What is culturally relevant teaching and why does it matter?

Zaretta Hammond, a teacher, author, and researcher of issues of equity and culturally responsive teaching, defines culturally relevant teaching as, “an educator’s ability to recognize students’ cultural displays of learning and meaning-making and respond positively and constructively with teaching moves that use cultural knowledge as a scaffold to connect what the student knows to new concepts and content in order to promote effective informational processing.” If we are to be culturally responsive educators, we must expand Black History Month into everyday curriculum. This, in turn, is no easy task, as it requires more than introducing our students to voices of color, and starting our days with inspirational quotations. This work asks us to first and foremost, do our own work as educators, addressing the gaps in our own education when it comes to Black history, exploring beyond the master narrative of American history, and leaning into courageous conversations with our peers about issues of race and inequity within our communities, curriculum, and systems. 

 

How do we sustain Black History Month as educators and school leaders?
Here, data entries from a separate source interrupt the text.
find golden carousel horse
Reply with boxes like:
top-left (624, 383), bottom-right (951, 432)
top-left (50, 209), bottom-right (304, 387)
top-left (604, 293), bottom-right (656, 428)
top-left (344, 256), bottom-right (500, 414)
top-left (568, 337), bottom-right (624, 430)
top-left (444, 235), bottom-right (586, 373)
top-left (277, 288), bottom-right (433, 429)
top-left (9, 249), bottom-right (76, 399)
Before we begin introducing students to texts and the history of Black and Brown voices, we must first build a relationship with students and promote a culture of trust within our classrooms and schools. If we do not create a safe space, students will not feel the freedom to explore and rethink, as this both requires vulnerability and courage. Building a culture rooted in trust and understanding can look like offering students opportunities to share themselves, their cultures, and their experiences creatively. Students can engage in regular restorative circles, which provide students with a structured and inclusive environment to process. Teachers can practice vulnerability with students by sharing their own experiences, or by inviting students to be the experts in the room. 

 

Once a culture of trust is established, educators can reflect and brainstorm on their own teaching practices, asking questions such as, “whose voices am I privileging in this space?” Or, “is this text relatable to all students, or do they need prior knowledge or experience to access it?” The system of education is, in fact, Eurocentric at its core, so as educators, it’s important to explore and question our own practices and teacher choices in order to promote equity within our communities. 

 

During Black History Month, it is common for schools to shed light on voices such as Martin Luther King Jr, Rosa Parks, or Harriet Tubman. However, authentic integration of diverse voices asks us to share the untold voices and stories of people of color across curriculums. We can challenge ourselves to research the Black and Brown human stories behind the mathematical equations, scientific solutions, or literary work. We can share the stories of courageous individuals such as Paulie Murray, Claudette Colvin, or John Lewis. Additionally, we can share these stories with our students, and ask them to explore and get curious about these people and their successes. It is important for our students to see themselves represented in our curriculum. Additionally, it’s important for our students to see the regular expression of Black joy. We can do this by choosing texts with protagonists who are dynamic and diverse. Likewise, we can intentionally use images and art from diverse voices that promote a celebratory experience. We can expose students to people of color in our own community who have diverse experiences. We can be honest about what we do and do not know when it comes to Black history. 

 

Why is this work so important?

Black History Month is a beautiful and celebratory month to amplify marginalized voices, to celebrate our Black and Brown students and their families. However, the heart of this work exists beyond February; it is our work to do so that our students may feel truly seen and known. Sustaining Black History Month into our everyday learning and culture will positively and powerfully impact our students and school communities.